As argued by Hardt, Price, and Srebro (2016), if deployed in reality, such a notion may cause more negative effects than positive ones in some cases. An example they give is connected with credit landing, where Y = 1 means that an individual (X, S) is able to pay back the loan and f(Z) = 1 means the bank approves the credit. In case when the paying abilities of two groups are drastically different, providing equal chances of getting a credit without looking at the paying ability Y sets less privileged individuals to the path of default. To circumvent the above issue Hardt, Price, and Srebro (2016) proposed the following two definitions.
Definition 2.1.5 (Equalized Odds). A classifier f : Z → {0, 1} achieves Equalized Odds with respect to the distribution P of (X, S, Y ) if P(f(Z) = 1 | S = 0, Y = y) = P(f(Z) = 1 | S = 1, Y = y), ∀ y ∈ {0, 1}.

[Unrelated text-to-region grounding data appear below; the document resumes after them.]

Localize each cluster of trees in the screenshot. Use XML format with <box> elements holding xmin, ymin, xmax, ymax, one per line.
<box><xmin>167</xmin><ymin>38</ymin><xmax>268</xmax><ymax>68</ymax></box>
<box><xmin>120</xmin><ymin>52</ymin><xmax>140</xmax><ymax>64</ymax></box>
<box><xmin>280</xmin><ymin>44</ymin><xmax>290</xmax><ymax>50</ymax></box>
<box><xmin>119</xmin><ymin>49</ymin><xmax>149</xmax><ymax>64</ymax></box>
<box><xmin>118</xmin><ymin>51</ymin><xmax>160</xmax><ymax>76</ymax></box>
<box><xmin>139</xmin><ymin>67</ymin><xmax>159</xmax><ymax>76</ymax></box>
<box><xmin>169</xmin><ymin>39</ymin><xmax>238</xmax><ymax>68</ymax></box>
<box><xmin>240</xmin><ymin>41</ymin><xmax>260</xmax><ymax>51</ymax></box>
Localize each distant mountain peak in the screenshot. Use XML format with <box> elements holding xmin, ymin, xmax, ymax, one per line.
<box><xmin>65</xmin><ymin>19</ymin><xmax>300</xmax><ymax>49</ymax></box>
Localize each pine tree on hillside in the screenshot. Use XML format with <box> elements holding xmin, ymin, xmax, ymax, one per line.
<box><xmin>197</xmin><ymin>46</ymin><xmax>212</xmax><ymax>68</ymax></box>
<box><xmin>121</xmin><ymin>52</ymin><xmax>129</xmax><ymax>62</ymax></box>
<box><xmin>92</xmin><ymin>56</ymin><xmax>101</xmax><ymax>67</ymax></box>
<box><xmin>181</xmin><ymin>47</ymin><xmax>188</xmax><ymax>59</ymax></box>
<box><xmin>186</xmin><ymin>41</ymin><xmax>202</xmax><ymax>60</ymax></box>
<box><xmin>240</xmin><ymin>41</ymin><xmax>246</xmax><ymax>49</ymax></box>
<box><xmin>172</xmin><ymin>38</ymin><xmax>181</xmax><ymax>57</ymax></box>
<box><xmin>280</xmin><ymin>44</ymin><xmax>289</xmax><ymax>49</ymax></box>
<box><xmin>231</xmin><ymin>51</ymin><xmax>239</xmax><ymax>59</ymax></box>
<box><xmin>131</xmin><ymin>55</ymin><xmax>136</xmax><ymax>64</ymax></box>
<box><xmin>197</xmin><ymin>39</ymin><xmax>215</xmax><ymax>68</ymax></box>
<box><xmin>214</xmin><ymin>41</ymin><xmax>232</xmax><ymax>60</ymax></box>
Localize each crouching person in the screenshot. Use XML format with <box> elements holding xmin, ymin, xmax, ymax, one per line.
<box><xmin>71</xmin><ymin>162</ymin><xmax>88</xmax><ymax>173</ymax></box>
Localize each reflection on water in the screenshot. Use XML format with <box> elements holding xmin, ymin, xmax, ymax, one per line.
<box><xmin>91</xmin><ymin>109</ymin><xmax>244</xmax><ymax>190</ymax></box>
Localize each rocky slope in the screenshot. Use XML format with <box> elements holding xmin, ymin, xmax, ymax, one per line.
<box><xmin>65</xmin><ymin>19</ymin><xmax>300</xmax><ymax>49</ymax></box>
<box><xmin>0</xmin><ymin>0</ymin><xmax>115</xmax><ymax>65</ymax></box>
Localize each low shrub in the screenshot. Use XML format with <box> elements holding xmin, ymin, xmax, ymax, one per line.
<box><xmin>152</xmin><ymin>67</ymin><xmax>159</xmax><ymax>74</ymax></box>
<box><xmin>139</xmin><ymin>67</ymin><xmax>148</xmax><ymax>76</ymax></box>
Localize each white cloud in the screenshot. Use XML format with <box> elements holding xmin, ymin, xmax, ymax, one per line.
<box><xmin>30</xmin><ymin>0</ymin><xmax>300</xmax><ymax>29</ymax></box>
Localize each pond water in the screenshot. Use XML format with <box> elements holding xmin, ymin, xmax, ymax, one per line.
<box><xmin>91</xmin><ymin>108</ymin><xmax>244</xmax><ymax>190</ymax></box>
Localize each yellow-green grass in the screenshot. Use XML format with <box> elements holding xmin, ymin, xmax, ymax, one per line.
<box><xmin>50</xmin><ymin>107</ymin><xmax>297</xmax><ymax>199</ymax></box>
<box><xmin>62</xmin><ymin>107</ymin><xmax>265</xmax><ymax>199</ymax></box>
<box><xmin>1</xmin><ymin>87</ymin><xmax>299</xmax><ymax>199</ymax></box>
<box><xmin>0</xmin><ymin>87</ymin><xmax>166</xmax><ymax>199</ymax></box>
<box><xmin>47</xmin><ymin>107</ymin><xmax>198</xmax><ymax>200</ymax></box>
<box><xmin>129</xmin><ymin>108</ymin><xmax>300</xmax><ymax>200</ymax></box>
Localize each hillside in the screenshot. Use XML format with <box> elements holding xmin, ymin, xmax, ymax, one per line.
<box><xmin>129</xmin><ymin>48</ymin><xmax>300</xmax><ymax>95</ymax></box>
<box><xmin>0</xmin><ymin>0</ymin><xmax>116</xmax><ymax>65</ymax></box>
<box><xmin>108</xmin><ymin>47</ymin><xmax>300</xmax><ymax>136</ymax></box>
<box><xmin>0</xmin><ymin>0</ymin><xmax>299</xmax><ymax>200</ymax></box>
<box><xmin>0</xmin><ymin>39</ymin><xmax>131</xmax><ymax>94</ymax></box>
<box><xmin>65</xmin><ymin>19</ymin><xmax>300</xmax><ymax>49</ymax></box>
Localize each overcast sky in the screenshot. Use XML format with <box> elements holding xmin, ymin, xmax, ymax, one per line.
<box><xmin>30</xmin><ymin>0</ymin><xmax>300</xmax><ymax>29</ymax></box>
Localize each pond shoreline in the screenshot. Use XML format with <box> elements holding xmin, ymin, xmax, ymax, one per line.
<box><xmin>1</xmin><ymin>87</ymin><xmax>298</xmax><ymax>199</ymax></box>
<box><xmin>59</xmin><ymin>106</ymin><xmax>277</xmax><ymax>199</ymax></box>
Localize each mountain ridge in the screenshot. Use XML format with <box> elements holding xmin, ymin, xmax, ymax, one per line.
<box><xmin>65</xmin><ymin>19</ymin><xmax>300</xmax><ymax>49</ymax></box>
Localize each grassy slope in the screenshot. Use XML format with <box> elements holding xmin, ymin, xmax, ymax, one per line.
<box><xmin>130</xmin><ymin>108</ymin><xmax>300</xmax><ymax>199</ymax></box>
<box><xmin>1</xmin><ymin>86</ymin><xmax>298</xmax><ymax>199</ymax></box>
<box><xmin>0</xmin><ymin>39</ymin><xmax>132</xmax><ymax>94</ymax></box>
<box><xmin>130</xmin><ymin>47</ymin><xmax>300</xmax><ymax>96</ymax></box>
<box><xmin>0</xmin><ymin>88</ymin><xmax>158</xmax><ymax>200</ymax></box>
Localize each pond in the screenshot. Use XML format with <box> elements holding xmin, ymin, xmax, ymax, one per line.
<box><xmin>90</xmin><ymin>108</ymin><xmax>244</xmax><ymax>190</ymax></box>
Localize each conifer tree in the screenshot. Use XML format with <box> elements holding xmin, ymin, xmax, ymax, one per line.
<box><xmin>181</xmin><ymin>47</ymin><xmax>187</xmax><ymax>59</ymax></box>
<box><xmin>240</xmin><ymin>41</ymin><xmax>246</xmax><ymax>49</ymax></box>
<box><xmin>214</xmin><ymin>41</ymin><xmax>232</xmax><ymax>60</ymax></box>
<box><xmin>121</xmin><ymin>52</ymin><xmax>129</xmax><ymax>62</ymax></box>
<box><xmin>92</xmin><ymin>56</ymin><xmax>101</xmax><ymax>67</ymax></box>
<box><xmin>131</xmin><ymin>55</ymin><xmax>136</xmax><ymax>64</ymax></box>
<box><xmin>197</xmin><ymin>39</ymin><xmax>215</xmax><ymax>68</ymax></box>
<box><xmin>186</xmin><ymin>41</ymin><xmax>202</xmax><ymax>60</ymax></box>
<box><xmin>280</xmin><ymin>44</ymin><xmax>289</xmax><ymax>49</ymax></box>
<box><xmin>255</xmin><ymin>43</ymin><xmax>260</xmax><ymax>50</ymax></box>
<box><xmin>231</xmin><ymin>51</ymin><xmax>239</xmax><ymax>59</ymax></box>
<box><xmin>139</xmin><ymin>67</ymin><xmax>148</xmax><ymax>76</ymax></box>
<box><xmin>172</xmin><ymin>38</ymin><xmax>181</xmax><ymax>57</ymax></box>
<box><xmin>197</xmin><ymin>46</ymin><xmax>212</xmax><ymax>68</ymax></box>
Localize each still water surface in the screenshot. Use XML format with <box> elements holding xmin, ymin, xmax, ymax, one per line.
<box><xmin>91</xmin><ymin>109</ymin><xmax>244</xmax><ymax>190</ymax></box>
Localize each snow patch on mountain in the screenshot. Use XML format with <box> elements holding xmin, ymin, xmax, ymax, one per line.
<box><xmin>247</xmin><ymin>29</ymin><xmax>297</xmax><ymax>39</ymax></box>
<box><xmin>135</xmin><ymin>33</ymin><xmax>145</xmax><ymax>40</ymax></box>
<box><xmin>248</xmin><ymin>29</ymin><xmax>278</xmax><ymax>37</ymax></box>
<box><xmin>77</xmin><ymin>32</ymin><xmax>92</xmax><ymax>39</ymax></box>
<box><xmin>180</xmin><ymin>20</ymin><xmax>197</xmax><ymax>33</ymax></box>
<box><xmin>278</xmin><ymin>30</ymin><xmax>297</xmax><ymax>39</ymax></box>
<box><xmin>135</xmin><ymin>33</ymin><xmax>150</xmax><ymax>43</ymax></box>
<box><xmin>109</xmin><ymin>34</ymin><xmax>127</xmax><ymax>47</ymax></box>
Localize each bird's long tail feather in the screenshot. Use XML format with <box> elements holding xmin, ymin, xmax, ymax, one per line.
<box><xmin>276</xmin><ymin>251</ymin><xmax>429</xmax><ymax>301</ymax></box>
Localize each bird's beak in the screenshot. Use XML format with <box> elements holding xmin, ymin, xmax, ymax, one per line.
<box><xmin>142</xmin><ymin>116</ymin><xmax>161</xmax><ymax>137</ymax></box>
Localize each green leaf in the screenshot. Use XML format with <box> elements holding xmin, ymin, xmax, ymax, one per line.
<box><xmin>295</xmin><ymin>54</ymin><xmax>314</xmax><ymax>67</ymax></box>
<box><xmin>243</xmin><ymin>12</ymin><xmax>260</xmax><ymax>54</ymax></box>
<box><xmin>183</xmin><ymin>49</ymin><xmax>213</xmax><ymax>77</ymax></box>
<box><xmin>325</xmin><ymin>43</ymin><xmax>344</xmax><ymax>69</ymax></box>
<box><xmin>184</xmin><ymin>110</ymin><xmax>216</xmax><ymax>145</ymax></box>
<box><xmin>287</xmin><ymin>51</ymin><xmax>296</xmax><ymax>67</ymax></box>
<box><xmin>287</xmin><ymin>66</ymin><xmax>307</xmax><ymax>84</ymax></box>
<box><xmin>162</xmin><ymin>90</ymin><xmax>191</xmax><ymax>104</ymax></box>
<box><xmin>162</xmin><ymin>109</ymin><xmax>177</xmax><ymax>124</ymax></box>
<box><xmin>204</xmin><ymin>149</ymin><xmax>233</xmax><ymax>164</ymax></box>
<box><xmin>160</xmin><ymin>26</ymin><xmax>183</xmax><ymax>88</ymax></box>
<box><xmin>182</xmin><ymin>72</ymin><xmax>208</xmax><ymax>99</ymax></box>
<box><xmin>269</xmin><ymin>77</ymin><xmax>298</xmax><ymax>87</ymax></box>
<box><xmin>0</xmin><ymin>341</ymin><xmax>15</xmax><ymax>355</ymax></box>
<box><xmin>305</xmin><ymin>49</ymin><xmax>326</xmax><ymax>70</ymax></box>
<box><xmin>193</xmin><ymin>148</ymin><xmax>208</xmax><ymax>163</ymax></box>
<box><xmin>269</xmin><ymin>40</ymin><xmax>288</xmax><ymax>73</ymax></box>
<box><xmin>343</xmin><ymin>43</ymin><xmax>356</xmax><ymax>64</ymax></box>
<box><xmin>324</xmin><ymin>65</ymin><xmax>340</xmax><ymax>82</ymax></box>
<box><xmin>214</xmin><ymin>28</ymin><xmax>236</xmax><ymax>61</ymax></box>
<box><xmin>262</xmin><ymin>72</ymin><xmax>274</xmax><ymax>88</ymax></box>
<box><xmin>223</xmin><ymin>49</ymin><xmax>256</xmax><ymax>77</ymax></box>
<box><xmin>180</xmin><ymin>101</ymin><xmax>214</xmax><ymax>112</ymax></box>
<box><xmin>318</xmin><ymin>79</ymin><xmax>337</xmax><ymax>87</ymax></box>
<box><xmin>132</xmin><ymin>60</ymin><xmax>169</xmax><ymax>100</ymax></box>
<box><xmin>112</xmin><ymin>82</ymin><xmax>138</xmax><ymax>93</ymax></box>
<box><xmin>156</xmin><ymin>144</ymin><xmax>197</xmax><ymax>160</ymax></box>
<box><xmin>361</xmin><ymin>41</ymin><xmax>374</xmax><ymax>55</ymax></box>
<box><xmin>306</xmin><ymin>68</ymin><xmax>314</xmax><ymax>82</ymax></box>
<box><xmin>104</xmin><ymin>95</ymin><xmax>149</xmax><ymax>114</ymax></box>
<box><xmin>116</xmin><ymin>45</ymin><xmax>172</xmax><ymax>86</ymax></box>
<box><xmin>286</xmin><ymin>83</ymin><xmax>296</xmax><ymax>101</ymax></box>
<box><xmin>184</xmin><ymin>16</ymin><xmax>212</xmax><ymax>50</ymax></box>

This fairness notion asks for the prediction f : Z → {0, 1} to equalize True Positive and True Negative rates across both groups. One immediately sees that this definition can be expressed in a more general form as (f(Z) ⊥⊥ S) | Y. (EOdd)
It means that, given the true label of an individual, knowing the value of the sensitive attribute does not bring any information on the distribution of the prediction. Typically, the equalization of True Negatives is not necessary in practice, since f (Z ) = 1 is interpreted as a positive decision and it can be natural to focus on such decisions. In this way we arrive at the definition of Equal Opportunity.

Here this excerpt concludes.